I.
I live with the slaves in the dirt behind the big house
where my mother sleeps in a princess bed.
My hair is pledged to the blessed virgin until the day I marry.
My mother made that promise to god when I was curled in her belly,
afraid I would come out with almond eyes & olive skin,
a member of them and not her.
Today if we were to hold hands
our fingers would look like tangles of white and whole wheat spaghetti.
Our hair is the same red,
but mine is so long I have to braid & twist it into a pile
on top of my head and it pulls so hard my eyebrows always look surprised.
She thinks I’m the devil.
I have one friend & that’s Oveja the sheep dog.
It’s our job to keep the sheep in the field at night.
Once we saw one swallowed by a python.
The only part that stuck out was its lips
but I could see a sheep-shaped lump in the poor snake’s stomach.
I got ten lashings that night.
II.
The day I got bit I was at the market with Marcella, the matron slave.

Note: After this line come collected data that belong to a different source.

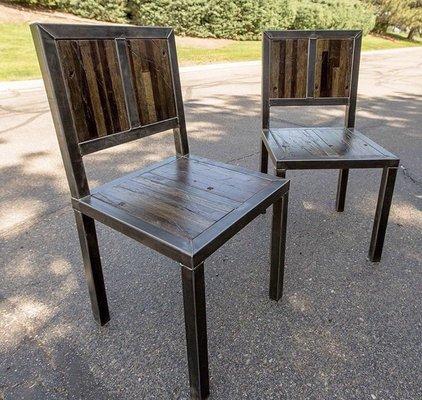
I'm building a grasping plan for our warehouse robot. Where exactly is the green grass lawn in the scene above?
[0,24,422,81]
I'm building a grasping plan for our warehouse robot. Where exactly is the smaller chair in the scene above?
[31,24,289,399]
[261,31,399,261]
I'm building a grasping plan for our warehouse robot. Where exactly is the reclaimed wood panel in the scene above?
[314,39,353,97]
[270,127,388,161]
[270,39,308,98]
[127,39,177,125]
[57,39,177,142]
[57,40,129,142]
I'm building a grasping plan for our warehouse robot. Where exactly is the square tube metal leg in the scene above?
[275,169,286,179]
[270,193,289,301]
[75,211,110,325]
[336,169,349,212]
[181,263,209,400]
[261,140,268,174]
[368,167,397,262]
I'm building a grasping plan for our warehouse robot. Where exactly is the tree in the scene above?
[370,0,422,39]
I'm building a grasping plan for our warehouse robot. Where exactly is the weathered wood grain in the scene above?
[270,39,308,98]
[268,127,394,167]
[314,39,353,97]
[57,39,177,142]
[85,158,277,241]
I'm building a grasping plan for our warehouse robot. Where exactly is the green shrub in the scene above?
[291,0,375,34]
[9,0,126,22]
[129,0,294,40]
[6,0,375,40]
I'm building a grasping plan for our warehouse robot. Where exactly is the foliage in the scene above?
[371,0,422,39]
[10,0,380,40]
[5,0,126,22]
[292,0,375,34]
[129,0,295,40]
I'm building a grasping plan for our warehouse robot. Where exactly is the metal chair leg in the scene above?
[368,167,397,262]
[261,140,268,174]
[275,169,286,179]
[181,263,209,400]
[270,193,289,301]
[75,210,110,325]
[336,169,349,212]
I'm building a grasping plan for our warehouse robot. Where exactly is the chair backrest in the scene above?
[31,23,189,198]
[262,31,362,129]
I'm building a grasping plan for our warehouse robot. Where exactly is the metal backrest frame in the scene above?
[31,23,189,198]
[262,30,362,129]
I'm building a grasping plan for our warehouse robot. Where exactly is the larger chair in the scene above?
[31,24,289,399]
[261,31,399,261]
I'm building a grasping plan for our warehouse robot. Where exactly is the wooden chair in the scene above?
[31,24,289,399]
[261,31,399,261]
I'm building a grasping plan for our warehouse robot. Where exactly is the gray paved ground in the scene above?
[0,49,422,400]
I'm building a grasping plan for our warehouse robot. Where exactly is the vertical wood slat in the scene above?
[270,39,308,98]
[269,36,353,98]
[306,38,316,97]
[314,39,353,97]
[57,40,129,142]
[115,39,140,128]
[128,39,177,125]
[57,38,177,142]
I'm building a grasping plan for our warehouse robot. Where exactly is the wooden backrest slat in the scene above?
[262,31,362,129]
[31,23,189,197]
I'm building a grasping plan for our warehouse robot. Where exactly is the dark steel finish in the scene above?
[368,168,397,262]
[260,30,399,261]
[168,31,189,156]
[75,210,110,325]
[31,24,289,399]
[336,169,349,212]
[261,140,268,174]
[270,193,289,301]
[181,263,210,400]
[269,97,349,107]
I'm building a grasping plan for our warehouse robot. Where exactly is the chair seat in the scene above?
[262,127,399,169]
[73,156,289,267]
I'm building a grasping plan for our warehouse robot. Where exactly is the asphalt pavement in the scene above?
[0,48,422,400]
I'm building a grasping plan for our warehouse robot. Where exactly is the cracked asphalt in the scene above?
[0,48,422,400]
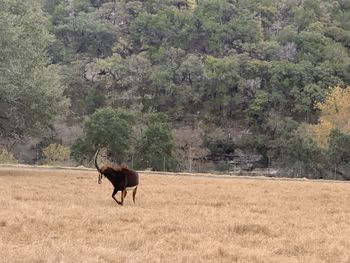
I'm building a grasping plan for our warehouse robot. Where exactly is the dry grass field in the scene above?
[0,168,350,263]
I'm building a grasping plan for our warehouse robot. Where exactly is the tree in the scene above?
[71,107,135,162]
[327,129,350,179]
[135,113,175,171]
[0,0,63,143]
[312,86,350,148]
[279,130,324,178]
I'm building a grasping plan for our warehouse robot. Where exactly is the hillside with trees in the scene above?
[0,0,350,180]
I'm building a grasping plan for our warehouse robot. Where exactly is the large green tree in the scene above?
[135,113,175,171]
[0,0,63,142]
[71,107,135,162]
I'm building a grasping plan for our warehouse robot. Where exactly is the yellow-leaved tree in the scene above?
[312,86,350,148]
[187,0,198,9]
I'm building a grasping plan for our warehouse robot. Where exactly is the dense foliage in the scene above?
[0,0,350,177]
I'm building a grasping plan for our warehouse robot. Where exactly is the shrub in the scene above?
[0,149,18,164]
[43,143,70,165]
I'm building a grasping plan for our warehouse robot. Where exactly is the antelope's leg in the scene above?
[132,187,137,204]
[112,188,122,205]
[120,189,126,205]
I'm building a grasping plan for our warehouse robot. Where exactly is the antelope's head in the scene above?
[94,148,104,184]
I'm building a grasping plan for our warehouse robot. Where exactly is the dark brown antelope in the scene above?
[94,149,139,205]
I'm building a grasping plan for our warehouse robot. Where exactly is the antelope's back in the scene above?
[125,169,139,187]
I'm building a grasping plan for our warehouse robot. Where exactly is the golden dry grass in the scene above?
[0,168,350,263]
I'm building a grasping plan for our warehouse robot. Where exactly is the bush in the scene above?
[0,149,18,164]
[43,143,70,165]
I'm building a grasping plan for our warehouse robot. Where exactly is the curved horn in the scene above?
[94,148,102,173]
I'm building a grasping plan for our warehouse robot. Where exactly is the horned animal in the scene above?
[94,149,139,205]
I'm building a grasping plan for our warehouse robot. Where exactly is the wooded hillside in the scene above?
[0,0,350,179]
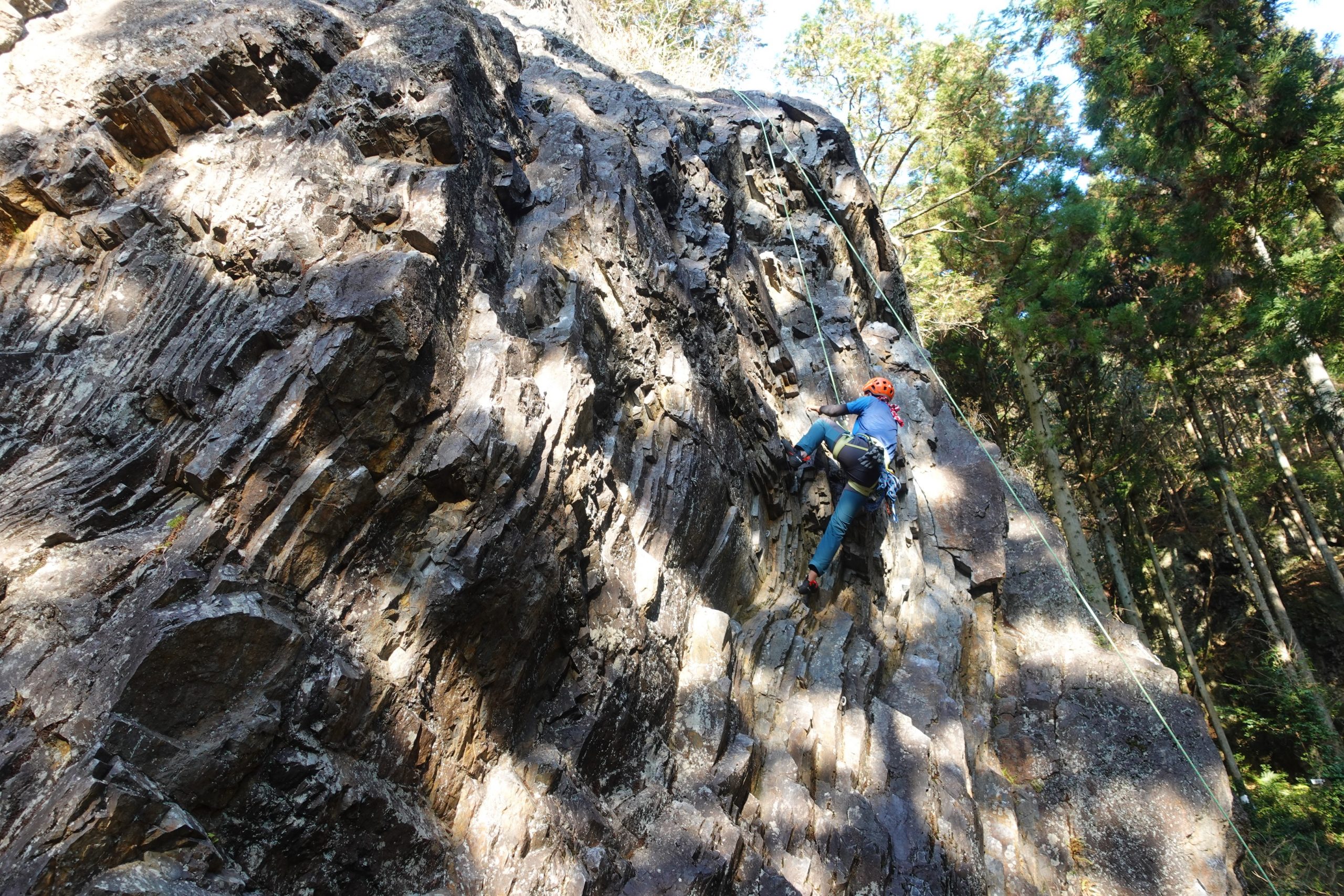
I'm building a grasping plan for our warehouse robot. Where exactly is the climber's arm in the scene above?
[808,404,857,416]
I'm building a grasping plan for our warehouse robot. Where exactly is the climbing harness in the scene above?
[732,89,1279,896]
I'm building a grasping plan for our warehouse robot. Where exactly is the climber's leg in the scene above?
[797,420,844,457]
[808,485,868,576]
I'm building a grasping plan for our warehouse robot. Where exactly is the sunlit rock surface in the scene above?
[0,0,1239,896]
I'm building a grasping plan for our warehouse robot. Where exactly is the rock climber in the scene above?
[785,376,906,595]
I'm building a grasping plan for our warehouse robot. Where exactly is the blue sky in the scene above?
[738,0,1344,90]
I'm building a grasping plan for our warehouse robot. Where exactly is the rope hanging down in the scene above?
[758,117,844,404]
[732,89,1279,896]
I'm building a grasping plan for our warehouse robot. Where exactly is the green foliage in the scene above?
[593,0,765,78]
[783,0,1078,339]
[1246,769,1344,896]
[783,0,1344,870]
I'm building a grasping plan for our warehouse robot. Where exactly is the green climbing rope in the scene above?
[758,118,844,404]
[732,89,1279,896]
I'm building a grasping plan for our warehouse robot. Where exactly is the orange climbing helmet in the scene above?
[863,376,897,402]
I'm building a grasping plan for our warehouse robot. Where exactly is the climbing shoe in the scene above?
[783,445,812,470]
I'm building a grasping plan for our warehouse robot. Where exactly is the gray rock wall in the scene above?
[0,0,1239,896]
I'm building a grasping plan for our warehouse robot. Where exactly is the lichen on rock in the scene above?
[0,0,1239,896]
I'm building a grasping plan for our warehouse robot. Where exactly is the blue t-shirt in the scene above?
[845,395,900,456]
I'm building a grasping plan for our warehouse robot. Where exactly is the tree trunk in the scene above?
[1083,478,1153,650]
[1306,177,1344,243]
[1011,339,1110,615]
[1303,351,1344,448]
[1138,517,1246,794]
[1325,430,1344,483]
[1217,492,1298,685]
[1251,392,1344,600]
[1185,395,1344,756]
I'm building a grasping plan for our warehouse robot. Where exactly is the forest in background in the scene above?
[564,0,1344,893]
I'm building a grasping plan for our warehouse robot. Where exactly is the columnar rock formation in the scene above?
[0,0,1239,896]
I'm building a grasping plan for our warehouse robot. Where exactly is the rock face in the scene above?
[0,0,1239,896]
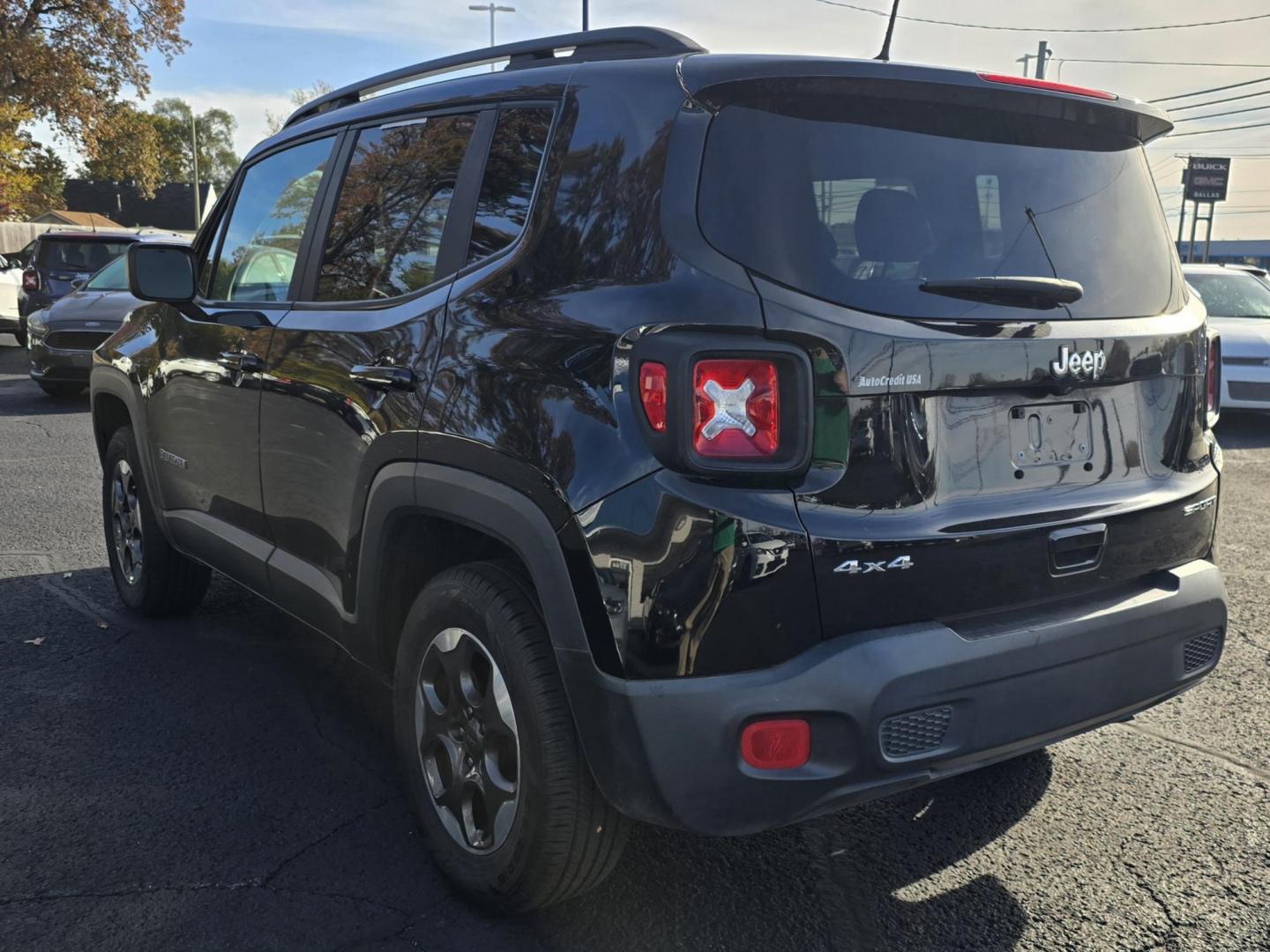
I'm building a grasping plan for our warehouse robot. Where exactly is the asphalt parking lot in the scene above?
[0,335,1270,952]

Somewhere in the forest of legs I saw a furry creature bounding toward me,
and when I felt a wet nose on my ankle I looked down to see shiny teeth smiling at me
through a drippy foam.
I only cried a little ’cause I’m ten.
Marcella wiped me up with her apron,
the tears, blood, and white stuff combining
to make a pink blob-stain, which made me laugh ’cause pink is nice.
I walked around the rest of the day with a half moon on the bump of my ankle.
III.
I’ve been feeling a little strange.
Today I woke up wearing a bloody mask
in the field where the sheep eat breakfast.
First I was scared that they all wondered off,
but when I yanked the hair out of my eyes
I saw what looked like a hundred like giant raspberries
all mashed with a hammer and splattered through the meadow.
A wooden fence post lay like a sleepy puppy at my feet.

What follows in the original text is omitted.